By: Rivero, Gordimer & Company, P.A. Trucking Committee (Kevin Bass, Mike Helton, Kevin Labau)
As a CPA firm, we see many types of businesses and industries, including our own, worry about what the future holds with regards to the impact of technology, workforce needs and wants, rising costs, and customer loyalty. The trucking industry is not isolated from any of these. This time of year, we spend a lot of time estimating tax liability for businesses to expect during the upcoming filing season. Business owners want to know how much tax they should expect to owe and, more pressing, what they can do to mitigate that burden. As the year closes, we switch our focus to what can be done starting a new year. Remembering some basic cash flow fundamentals can never be discussed enough.
- Don’t put the trailer before the tractor! Tax concerns are only an issue if your company is profitable to begin with.

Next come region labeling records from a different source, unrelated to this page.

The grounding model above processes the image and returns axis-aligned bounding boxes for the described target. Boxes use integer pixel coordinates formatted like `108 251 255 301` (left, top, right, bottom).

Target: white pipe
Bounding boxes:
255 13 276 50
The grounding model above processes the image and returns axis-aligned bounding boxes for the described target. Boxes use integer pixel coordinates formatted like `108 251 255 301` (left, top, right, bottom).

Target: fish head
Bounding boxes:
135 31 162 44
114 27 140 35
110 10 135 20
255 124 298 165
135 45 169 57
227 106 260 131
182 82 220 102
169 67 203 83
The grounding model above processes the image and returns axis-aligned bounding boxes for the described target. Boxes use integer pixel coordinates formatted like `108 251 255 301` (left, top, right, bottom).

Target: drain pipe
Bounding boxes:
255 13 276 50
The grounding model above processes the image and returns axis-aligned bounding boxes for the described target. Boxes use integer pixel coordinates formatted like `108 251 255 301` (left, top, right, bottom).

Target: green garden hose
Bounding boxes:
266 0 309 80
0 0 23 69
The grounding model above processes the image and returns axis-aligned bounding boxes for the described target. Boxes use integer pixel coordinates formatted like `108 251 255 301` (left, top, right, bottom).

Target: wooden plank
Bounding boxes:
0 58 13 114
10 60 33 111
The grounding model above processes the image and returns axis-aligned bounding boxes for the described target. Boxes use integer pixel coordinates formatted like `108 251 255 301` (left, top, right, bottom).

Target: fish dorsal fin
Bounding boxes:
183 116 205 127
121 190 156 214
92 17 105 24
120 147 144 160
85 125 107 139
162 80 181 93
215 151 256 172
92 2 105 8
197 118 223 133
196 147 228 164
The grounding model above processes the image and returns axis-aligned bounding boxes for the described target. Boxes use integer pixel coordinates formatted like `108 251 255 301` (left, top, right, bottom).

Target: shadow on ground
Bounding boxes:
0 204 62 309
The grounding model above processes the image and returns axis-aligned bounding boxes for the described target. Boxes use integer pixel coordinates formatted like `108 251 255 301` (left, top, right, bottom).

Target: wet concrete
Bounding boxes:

Without reliable accounting reports, it’s very hard to fiscally manage your company. Focus on cash flow and invest in proper accounting systems and personnel. For small operations, that may mean you spending the time or someone you trust. Starting the new year by building a basic budget is good management practice for any size company. Start with collections / revenue. Whether your company is accrual or cash basis for tax purposes is irrelevant for managing your company. We almost always recommend managing from the accrual basis. Project out your revenue for the year. Factor in rates and estimate shipments, seasonal changes, and demand based on economic factors, history, and competition.
- Project your expenditures! This is more of an art than a science but start with historical data and adjust based on current market fluctuations. Capital needed for truck costs (debt service or lease costs) plus fuel charges and labor make up the bulk of your spending. While fuel surcharges are customarily passed on to customers, rising fuel costs will generally decrease your bottom line, thus your free cash flow. Also, decide the best way to reimburse your drivers. Options include per diems or actual costs. The tax law changes in 2017 changed the way some of your drivers deduct their out-of-pocket expenses, so keep this in mind. Your cash flow model should allow you to “see into the future” what expected cash levels should be based on given assumptions. Fixed costs are easier to factor in than variable costs, but your model will improve over time.
- Hope is not a plan! Businesses fail many times for things out of their control that put more of a burden on them than they can handle. Oftentimes, however, inevitable changes and misfortunes could be managed properly with enough time to rectify if known soon enough. By not planning your year and “running by the seat of your pants” you expose yourself to risk which may be mitigated. Driver shortages, rate fluctuations, and fuel costs are known animals in the industry. Ultimately, to survive, a company must generate more cash inflow than cash outflow. Population and consumer spending continue to increase. Smaller trucking companies have a harder time competing in this industry than larger companies. This requires smaller companies to sharpen their pencil and plan cash flow accordingly. Hoping things turn out well is not planning for what is coming. It is possible some of your estimates may not come to fruition. It is possible your costs may be higher than planned. It’s better to be able to make these adjustments when they are known and know how they impact cash flow 6, 12, or 24 months down the line. Hoping things turn out okay is not okay.
Many industry statistics floating around constantly provide data depending on the type of shipper you are. Use this data to project your company’s cash flow. For instance, having a model in place can help you answer questions: Can I afford a new truck? What is the impact of leasing vs. buying? Can I afford to improve my office location or expand into a newer location? Will IMO-2020 or tariffs impact my profitability? Remember, basic cash flow fundamentals are a great place to start a new year and implementing a process of managing your business. Reviewing monthly P&Ls and balance sheets are looking at history. Implement a process/model that allows you to project the future and tweak your numbers as needed. As a business owner, you must know your numbers and what impact changes have on your cash flow. It’s never too late to start.
Rivero, Gordimer & Company, P.A. can assist you and your personnel in building a cash flow model that provides some of these fundamentals. While none of us have a crystal ball, having a plan and remembering these fundamentals is a great start to 2020.
Our firm is wishing you and yours a prosperous new year!